The producers’ organization, which represents 113 fruit farmers across the island, expanded its operational structure this year with a 223,000-euro project running through 2027. The European Union’s Rural Development Fund (FEADER) covers eighty percent of costs; the Reunion departmental council covers the remaining twenty percent.
Anderson Payet, Anafruit’s technical and administrative director, has led the organization for a decade. His core mission has remained constant: helping farmers earn sustainable livelihoods by coordinating dialogue between member producers and commercial partners in Reunion, mainland France, and international markets. What changed in 2024 was the capacity to deliver that coordination on the ground, farm by farm, month by month.
The operational problem the technicians address is straightforward but persistent. Independent producers often select crop varieties based on assumptions about market viability rather than actual buyer appetite. When harvests exceed real demand, prices collapse and profitability erodes. Payet has observed that misaligned production decisions can prove counterproductive, and the technician program exists specifically to interrupt that cycle before planting decisions are made, not after.
Collected fruit moves through a centralized platform, where it is sold directly to retailers, processors, and public institutions, or packaged for air transport to mainland markets including the Rungis market. Getting supply to match what those buyers actually need is the logistical challenge the technicians are now positioned to address year-round.
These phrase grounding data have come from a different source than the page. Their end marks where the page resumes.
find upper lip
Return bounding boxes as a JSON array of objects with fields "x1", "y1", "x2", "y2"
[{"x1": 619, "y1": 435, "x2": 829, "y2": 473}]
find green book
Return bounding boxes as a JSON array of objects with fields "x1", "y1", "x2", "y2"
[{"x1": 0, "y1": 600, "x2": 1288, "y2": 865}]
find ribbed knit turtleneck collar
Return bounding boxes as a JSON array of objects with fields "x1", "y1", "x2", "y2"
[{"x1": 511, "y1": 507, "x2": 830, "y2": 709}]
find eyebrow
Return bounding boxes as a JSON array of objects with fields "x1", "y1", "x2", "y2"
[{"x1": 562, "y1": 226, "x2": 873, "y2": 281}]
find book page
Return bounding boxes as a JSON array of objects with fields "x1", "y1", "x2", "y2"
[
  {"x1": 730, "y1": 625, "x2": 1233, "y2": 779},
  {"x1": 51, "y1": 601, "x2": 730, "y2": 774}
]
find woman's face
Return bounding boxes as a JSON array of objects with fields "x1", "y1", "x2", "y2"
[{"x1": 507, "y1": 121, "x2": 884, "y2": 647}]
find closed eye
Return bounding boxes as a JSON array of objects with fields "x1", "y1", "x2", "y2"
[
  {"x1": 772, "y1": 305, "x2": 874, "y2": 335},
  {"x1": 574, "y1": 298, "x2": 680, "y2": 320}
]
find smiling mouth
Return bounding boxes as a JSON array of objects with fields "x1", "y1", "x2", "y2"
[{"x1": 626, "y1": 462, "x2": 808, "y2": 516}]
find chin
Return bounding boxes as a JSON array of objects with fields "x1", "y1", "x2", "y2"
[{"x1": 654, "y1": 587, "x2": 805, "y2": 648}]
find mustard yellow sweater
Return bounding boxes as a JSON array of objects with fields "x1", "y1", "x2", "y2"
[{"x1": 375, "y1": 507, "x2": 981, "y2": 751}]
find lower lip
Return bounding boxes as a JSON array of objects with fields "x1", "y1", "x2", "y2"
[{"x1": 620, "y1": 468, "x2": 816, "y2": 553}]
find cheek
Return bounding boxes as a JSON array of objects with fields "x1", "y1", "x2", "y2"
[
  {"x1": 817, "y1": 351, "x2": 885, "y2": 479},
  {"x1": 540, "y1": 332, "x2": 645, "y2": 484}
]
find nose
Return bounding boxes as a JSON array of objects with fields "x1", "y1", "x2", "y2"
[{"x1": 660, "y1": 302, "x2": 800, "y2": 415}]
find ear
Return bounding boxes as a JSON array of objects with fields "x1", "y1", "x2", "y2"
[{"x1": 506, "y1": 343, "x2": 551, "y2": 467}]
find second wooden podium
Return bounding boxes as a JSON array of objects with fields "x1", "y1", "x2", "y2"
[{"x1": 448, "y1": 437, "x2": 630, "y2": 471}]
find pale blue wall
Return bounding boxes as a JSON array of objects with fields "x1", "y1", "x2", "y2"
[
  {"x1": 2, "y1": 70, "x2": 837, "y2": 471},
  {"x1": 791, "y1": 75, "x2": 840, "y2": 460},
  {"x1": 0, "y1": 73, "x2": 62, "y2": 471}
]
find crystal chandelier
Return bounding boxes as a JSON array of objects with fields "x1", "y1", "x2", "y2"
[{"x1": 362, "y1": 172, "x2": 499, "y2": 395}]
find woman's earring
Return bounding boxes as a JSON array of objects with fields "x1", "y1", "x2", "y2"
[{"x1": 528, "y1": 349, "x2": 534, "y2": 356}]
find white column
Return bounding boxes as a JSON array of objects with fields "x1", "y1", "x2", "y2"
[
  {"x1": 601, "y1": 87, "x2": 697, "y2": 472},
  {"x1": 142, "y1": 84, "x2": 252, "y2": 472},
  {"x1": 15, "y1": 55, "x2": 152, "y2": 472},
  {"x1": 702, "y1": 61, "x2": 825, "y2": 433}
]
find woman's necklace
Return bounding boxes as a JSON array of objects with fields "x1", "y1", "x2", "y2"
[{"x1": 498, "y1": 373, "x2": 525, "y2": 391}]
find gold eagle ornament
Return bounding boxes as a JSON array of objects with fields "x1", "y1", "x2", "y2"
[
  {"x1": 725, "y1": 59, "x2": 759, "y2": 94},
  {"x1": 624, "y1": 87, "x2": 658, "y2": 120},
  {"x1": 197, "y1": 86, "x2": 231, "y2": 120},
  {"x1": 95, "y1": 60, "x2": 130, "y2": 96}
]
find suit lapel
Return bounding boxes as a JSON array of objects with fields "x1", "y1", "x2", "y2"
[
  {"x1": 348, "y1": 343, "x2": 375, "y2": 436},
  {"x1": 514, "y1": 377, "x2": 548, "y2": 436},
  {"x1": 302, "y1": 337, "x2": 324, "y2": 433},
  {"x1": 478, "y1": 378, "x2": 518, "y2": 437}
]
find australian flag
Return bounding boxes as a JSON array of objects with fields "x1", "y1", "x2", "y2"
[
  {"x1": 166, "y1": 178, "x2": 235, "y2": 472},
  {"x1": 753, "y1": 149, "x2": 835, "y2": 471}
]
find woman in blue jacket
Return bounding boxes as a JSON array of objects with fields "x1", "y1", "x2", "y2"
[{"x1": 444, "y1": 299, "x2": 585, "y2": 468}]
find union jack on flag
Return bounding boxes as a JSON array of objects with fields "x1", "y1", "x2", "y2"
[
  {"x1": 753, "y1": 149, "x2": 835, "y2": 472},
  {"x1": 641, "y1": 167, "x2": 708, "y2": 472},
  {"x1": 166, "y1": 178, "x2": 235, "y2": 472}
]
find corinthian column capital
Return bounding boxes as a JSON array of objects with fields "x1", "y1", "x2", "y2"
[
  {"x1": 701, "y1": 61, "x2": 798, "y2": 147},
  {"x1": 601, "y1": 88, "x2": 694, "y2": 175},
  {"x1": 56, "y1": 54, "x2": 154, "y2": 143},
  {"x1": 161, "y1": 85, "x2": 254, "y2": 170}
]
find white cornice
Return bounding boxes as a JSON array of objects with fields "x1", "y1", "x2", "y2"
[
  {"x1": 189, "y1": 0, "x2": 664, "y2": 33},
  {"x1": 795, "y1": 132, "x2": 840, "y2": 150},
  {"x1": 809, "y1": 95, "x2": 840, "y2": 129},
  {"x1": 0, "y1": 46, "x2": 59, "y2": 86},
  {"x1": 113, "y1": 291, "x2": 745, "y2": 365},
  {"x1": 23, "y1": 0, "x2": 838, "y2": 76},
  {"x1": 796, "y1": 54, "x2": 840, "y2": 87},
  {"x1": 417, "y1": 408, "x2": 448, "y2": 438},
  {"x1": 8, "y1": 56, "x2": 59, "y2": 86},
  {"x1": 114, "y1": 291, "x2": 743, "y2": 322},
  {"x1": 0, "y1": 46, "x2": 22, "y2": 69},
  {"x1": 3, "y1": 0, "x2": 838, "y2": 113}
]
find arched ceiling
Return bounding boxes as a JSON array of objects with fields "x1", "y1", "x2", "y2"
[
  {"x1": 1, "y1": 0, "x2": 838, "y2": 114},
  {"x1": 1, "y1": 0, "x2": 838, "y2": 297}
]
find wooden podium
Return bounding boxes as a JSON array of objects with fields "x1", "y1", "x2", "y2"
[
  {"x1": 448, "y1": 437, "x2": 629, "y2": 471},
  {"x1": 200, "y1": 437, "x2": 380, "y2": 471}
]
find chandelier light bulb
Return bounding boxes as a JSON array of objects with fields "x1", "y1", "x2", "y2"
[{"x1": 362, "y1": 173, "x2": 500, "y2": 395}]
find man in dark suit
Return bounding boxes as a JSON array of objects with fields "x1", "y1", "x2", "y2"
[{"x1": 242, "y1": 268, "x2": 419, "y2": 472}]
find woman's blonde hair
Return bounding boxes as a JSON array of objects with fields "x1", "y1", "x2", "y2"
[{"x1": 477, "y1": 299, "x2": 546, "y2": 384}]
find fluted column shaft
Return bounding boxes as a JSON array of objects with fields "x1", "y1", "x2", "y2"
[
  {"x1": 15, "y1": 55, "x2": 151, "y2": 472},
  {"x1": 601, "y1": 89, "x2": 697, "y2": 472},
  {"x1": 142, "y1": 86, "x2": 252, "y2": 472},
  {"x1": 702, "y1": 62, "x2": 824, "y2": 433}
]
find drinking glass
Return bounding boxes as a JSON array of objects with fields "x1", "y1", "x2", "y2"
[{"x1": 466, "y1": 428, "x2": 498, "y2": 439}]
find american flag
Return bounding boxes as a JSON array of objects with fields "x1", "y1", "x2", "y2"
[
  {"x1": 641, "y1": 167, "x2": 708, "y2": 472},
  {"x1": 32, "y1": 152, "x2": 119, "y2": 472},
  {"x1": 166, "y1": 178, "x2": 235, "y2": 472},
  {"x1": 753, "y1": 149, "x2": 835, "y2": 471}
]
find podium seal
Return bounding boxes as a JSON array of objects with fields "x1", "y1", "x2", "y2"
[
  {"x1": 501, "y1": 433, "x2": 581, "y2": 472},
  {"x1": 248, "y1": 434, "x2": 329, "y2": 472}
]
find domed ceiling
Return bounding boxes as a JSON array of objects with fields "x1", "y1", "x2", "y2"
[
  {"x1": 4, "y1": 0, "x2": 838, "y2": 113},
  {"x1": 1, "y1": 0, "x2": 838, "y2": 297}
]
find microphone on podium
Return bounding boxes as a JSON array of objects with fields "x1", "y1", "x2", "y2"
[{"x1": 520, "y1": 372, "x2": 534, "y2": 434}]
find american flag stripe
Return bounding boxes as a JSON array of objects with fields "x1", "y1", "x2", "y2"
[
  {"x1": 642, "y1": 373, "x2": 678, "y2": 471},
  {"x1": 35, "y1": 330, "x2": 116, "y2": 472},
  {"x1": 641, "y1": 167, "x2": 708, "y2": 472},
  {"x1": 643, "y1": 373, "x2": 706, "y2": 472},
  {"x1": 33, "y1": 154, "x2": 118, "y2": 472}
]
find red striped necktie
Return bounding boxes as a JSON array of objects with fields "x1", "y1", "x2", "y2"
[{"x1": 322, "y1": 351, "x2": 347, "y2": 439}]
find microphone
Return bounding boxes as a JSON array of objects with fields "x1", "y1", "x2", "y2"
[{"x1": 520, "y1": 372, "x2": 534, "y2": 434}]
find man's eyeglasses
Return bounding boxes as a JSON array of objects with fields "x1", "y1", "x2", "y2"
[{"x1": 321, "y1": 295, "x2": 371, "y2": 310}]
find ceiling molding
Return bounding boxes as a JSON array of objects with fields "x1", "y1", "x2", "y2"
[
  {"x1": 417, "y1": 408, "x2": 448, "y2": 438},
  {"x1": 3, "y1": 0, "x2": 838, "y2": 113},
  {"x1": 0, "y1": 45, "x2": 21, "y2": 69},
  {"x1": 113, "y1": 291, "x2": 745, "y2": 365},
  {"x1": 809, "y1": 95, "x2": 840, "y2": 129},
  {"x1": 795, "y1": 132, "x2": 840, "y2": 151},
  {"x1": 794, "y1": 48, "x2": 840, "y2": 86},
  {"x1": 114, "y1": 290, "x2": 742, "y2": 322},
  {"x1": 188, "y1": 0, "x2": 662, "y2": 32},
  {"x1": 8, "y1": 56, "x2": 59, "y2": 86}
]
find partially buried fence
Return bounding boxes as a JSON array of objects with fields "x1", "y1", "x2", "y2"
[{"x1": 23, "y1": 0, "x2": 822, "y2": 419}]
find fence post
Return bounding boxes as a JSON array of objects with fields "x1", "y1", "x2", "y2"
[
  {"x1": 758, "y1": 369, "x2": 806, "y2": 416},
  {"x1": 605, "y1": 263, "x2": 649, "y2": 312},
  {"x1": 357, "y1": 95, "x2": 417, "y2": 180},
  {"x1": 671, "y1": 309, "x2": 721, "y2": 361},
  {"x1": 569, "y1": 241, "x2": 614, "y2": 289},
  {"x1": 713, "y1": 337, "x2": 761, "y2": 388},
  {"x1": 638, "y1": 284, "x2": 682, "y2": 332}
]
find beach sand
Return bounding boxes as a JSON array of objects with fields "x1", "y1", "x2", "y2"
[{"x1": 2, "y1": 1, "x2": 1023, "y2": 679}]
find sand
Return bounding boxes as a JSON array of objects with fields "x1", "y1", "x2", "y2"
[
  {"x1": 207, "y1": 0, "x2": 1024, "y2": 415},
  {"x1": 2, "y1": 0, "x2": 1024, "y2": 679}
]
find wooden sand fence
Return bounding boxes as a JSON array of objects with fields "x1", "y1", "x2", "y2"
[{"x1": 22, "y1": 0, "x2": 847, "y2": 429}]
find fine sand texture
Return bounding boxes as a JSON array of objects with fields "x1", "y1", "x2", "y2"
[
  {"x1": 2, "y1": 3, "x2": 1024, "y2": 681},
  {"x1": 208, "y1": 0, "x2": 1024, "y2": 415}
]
A secondary focus of the visits involves environmental certification. Three years ago, only two Anafruit producers held any form of environmental certification. That figure has grown to approximately forty farms. The organization is actively encouraging further uptake and exploring pathways toward organic production standards, with technician visits serving as the practical vehicle for that push.
FEADER, the second pillar of the European Common Agricultural Policy, received an allocation of 1.94 billion euros for France across the 2021-2027 period, targeting agricultural competitiveness, sustainable resource management, and rural development. Payet acknowledged that the technician-led support structure would not have materialized without that funding. The organization had attempted similar guidance work before 2024, but with substantially less reach and impact. Dedicated staffing represents a qualitative shift in what Anafruit can actually deliver.
By contrast, the picture beyond 2027 is uncertain. Payet expressed concern that renewed funding may not materialize, leaving the organization unable to sustain technician positions independently. Anafruit operates as an association with limited financial reserves. If the program ends without a successor funding arrangement, the organization faces a difficult choice: absorb costs through increased member contributions at a time when production expenses are rising and margins are shrinking, or revert to minimal support capacity.
The question Payet is now watching is whether three years of intensive field guidance will be enough to embed durable changes in how 113 producers make cultivation decisions, so that the market alignment outlasts the project that funded it.